Example - completely replace all features:
Map<String, Serializable> params = new HashMap<>();
params.put("file", file);
DataStore store = DataStoreFinder.getDataStore(params);
final SimpleFeatureType type = store.getSchema("locations");
SimpleFeature f;
DefaultFeatureCollection collection = new DefaultFeatureCollection();
// 42.3601° N, 71.0589° W Boston 1300 2017
GeometryFactory gf = JTSFactoryFinder.getGeometryFactory();
Point boston = gf.createPoint(new Coordinate(-71.0589, 42.3601));
SimpleFeature bf = SimpleFeatureBuilder.build(type, new Object[] {boston, "Boston", 1300, 2017}, "locations.1");
collection.add(bf);
final FeatureWriter<SimpleFeatureType, SimpleFeature> writer =
store.getFeatureWriter("locations", Transaction.AUTO_COMMIT);
try {
// remove all features
while (writer.hasNext()) {
writer.next();
writer.remove();
}
// copy new features in
SimpleFeatureIterator iterator = collection.features();
while (iterator.hasNext()) {
SimpleFeature feature = iterator.next();
SimpleFeature newFeature = writer.next(); // new blank feature
newFeature.setAttributes(feature.getAttributes());
writer.write();
}
} finally {
writer.close();
}
The modified file:
LAT,LON,CITY,NUMBER,YEAR 42.3601,-71.0589,Boston,1300,2017
The DataStore.getFeatureWriterAppend(typeName, transaction)

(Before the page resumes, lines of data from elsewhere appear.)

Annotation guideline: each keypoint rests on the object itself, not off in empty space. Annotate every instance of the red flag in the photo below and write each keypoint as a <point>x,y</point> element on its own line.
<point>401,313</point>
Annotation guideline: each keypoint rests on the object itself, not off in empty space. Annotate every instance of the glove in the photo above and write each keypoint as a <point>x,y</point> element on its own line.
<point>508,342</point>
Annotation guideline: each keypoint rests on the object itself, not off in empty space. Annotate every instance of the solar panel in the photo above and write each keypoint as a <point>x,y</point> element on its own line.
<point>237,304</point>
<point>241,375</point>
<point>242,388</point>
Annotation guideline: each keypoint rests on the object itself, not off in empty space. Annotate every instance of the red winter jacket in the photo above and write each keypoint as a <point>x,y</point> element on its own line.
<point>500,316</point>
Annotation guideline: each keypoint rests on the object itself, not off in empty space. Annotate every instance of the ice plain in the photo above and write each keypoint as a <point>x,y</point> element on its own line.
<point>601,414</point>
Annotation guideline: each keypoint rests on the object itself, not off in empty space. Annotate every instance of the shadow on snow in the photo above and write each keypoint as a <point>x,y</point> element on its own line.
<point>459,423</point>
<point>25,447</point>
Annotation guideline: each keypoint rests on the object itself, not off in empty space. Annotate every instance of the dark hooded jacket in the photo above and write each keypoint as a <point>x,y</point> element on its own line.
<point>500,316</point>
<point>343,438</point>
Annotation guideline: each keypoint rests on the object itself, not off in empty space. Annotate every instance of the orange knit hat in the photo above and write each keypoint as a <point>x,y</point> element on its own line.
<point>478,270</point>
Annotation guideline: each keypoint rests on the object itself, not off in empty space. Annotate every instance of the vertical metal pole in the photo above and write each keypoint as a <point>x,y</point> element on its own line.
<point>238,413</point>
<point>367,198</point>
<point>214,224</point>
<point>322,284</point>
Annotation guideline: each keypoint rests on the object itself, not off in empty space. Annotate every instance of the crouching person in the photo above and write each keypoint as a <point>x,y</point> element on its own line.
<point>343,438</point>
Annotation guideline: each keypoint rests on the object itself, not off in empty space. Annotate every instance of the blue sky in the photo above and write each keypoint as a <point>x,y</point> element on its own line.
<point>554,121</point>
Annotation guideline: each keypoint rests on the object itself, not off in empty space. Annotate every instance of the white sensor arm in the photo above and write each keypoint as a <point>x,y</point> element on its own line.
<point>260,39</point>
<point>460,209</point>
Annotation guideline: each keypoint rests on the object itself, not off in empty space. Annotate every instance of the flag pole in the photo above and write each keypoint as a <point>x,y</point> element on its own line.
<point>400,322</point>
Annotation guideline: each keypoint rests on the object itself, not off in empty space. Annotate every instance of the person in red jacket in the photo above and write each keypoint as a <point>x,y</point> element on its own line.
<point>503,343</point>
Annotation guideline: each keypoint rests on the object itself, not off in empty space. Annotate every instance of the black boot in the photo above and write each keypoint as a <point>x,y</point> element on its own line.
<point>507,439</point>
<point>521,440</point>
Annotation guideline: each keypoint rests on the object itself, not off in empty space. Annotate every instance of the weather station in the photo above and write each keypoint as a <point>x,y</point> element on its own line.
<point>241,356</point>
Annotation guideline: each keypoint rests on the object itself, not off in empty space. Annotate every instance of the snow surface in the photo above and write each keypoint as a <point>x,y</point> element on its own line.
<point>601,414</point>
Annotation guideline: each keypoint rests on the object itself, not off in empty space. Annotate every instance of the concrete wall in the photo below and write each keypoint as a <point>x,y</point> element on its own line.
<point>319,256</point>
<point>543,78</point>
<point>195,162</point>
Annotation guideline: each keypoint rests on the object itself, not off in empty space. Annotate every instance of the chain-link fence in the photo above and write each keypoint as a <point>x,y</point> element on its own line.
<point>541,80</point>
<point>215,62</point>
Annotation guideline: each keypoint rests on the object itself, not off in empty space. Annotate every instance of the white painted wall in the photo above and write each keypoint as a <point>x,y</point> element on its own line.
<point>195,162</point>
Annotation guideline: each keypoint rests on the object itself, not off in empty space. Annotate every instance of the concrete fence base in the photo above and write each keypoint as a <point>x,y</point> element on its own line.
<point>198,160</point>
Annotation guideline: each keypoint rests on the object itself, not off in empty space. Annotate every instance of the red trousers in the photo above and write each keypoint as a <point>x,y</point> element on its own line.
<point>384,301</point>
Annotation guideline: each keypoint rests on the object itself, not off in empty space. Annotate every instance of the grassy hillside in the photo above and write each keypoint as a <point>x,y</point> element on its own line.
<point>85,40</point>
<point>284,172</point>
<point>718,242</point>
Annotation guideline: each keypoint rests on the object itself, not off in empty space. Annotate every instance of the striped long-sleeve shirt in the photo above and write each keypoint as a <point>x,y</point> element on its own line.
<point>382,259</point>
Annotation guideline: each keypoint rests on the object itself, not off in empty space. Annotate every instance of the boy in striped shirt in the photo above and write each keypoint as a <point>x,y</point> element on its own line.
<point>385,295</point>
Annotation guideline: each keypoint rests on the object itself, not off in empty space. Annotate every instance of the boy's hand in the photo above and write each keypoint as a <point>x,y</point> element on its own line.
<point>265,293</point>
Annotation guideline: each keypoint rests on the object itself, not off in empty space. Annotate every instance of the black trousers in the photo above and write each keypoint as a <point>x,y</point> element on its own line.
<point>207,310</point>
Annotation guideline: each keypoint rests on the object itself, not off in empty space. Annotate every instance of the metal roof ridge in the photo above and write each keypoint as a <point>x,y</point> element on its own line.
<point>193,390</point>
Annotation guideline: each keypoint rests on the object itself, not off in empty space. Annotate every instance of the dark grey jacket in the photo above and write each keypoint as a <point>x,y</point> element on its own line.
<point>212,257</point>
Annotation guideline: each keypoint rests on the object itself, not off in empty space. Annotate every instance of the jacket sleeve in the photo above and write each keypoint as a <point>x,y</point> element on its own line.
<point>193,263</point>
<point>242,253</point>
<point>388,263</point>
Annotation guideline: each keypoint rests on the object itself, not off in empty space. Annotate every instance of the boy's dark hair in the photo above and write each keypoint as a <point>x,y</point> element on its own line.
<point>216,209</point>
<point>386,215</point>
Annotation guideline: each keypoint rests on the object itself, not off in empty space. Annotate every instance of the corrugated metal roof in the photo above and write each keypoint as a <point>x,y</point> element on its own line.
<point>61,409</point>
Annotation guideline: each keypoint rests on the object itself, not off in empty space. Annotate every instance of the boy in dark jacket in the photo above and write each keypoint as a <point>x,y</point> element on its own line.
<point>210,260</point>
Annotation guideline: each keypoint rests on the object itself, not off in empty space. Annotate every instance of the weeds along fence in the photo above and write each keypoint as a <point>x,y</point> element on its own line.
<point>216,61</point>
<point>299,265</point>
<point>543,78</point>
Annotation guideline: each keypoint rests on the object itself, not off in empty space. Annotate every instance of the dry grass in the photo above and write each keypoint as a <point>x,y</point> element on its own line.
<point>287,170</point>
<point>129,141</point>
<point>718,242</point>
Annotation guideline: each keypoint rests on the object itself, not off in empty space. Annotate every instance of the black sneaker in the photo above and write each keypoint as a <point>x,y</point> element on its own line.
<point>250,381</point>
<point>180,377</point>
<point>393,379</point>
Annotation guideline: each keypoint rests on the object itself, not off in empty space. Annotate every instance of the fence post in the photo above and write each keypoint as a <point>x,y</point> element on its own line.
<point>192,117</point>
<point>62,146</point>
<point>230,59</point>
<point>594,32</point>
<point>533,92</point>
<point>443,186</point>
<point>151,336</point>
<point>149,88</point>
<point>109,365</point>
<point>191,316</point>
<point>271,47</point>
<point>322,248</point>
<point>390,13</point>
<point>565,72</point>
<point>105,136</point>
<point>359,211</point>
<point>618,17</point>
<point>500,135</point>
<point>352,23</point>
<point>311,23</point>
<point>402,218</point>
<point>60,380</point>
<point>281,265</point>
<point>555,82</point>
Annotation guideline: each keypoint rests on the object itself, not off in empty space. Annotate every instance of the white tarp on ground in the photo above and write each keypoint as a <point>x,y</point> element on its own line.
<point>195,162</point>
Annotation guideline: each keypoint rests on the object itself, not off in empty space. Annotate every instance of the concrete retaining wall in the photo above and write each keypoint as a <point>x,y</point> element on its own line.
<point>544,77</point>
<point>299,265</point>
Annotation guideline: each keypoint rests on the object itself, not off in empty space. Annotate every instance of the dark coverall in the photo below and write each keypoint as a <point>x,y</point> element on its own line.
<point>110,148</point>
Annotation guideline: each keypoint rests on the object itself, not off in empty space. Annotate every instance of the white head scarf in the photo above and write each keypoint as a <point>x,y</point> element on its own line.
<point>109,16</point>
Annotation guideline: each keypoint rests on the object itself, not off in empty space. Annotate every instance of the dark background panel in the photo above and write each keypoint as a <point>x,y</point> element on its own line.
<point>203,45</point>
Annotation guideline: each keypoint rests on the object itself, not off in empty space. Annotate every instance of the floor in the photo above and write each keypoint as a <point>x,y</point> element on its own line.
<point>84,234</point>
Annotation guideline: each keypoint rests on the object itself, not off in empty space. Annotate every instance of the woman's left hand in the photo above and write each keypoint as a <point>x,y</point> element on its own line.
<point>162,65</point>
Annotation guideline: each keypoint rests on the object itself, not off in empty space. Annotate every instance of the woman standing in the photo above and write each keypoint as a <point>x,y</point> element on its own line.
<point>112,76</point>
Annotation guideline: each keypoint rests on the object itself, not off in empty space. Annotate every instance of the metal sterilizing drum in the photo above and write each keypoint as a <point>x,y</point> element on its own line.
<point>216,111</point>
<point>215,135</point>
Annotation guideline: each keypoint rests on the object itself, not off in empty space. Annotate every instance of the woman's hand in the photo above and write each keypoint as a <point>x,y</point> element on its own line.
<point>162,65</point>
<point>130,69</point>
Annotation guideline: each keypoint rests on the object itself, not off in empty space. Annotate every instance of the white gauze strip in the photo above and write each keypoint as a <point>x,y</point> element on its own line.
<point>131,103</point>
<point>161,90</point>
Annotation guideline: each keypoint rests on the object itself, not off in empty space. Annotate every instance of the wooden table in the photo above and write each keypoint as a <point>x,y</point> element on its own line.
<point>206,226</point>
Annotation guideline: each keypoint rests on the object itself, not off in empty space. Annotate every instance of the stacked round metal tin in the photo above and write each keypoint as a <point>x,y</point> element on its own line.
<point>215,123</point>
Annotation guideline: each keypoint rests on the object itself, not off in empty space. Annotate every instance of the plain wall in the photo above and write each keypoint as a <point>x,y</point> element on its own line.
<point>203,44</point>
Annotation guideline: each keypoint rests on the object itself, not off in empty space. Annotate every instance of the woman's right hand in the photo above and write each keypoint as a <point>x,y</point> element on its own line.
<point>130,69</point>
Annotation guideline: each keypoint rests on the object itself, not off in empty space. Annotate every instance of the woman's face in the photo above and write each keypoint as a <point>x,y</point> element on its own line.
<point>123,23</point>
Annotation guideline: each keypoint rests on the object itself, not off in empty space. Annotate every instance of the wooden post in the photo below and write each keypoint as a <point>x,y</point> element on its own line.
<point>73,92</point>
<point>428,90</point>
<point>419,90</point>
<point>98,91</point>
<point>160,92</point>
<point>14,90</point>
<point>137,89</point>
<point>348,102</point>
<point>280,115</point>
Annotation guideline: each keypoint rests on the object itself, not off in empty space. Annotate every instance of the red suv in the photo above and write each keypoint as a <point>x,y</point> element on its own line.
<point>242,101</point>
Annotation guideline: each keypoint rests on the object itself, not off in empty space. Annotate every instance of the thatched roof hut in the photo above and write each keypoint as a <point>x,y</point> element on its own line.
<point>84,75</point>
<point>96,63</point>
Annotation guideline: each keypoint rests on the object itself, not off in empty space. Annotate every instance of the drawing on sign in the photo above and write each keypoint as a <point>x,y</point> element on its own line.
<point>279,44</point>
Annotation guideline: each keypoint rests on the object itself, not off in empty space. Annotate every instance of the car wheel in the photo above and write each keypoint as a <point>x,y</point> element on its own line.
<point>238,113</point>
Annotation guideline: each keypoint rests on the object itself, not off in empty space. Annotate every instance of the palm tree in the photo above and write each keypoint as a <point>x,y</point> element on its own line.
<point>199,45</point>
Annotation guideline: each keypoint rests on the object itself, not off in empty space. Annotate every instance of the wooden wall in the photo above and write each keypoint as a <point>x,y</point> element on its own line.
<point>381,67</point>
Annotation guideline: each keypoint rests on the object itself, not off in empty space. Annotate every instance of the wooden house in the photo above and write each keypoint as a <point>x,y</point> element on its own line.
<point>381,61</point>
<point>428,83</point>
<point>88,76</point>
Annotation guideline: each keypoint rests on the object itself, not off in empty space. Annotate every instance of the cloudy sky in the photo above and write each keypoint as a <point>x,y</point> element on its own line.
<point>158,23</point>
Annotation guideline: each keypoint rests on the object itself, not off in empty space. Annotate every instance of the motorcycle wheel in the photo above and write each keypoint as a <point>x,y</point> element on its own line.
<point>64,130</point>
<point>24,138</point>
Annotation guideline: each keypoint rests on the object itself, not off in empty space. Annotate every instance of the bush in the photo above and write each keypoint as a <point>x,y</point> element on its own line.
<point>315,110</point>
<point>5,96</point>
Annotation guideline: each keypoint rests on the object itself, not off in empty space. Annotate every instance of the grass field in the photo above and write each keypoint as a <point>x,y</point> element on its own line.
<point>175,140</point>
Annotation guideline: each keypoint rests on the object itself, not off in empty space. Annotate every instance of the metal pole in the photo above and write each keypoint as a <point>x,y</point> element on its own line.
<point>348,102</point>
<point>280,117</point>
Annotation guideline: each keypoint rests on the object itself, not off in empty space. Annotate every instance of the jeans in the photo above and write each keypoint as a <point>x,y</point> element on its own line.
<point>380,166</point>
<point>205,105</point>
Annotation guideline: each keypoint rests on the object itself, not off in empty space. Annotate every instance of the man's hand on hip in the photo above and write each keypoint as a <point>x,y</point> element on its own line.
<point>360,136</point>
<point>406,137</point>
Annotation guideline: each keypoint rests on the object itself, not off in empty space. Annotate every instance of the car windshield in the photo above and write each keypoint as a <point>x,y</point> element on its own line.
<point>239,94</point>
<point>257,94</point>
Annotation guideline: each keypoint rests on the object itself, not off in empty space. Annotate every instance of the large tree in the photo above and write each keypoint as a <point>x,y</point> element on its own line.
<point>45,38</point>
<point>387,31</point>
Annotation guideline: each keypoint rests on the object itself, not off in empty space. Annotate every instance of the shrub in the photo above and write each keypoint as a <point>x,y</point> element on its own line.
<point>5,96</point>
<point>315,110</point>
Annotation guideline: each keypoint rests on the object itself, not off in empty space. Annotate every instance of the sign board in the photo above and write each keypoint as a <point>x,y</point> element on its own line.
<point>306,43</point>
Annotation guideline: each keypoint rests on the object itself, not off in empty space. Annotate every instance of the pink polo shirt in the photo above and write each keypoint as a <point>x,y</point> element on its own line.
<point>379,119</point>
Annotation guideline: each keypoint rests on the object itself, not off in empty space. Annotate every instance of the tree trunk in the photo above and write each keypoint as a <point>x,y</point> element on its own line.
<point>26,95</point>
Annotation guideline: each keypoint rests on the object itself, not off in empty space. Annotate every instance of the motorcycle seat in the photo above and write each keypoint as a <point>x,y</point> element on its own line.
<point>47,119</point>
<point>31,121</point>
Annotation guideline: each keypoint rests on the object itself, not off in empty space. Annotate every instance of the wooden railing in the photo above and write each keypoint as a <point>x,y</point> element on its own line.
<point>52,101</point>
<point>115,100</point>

method creates a FeatureWriter
for adding content.
Example - making a copy:
Map<String, Serializable> params = new HashMap<>();
params.put("file", file);
DataStore store = DataStoreFinder.getDataStore(params);
SimpleFeatureType featureType = store.getSchema("locations");
File file2 = new File(directory, "duplicate.rst");
Map<String, Serializable> params2 = new HashMap<>();
params2.put("file", file2);
CSVDataStoreFactory factory = new CSVDataStoreFactory();
DataStore duplicate = factory.createNewDataStore(params2);
duplicate.createSchema(featureType);
SimpleFeature feature, newFeature;
Query query = new Query(featureType.getTypeName(), Filter.INCLUDE);
FeatureReader<SimpleFeatureType, SimpleFeature> reader = store.getFeatureReader(query, Transaction.AUTO_COMMIT);
FeatureWriter<SimpleFeatureType, SimpleFeature> writer =
duplicate.getFeatureWriterAppend("duplicate", Transaction.AUTO_COMMIT);
// writer = duplicate.getFeatureWriter("duplicate", Transaction.AUTO_COMMIT);
try {
while (reader.hasNext()) {
feature = reader.next();
newFeature = writer.next();
newFeature.setAttributes(feature.getAttributes());
writer.write();
}
} finally {
reader.close();
writer.close();
}
The modified file:
LAT,LON,CITY,NUMBER,YEAR 46.066667,11.116667,Trento,140,2002 44.9441,-93.0852,St Paul,125,2003 13.752222,100.493889,Bangkok,150,2004 45.420833,-75.69,Ottawa,200,2004 44.9801,-93.251867,Minneapolis,350,2005 46.519833,6.6335,Lausanne,560,2006 48.428611,-123.365556,Victoria,721,2007 -33.925278,18.423889,Cape Town,550,2008 -33.859972,151.211111,Sydney,436,2009 41.383333,2.183333,Barcelona,914,2010 39.739167,-104.984722,Denver,869,2011 52.95,-1.133333,Nottingham,800,2013 45.52,-122.681944,Portland,840,2014 37.5667,129.681944,Seoul,473,2015 50.733992,7.099814,Bonn,700,2016 42.3601,-71.0589,Boston,800,2017
DataStores
can often provide an optimized implementation of this method.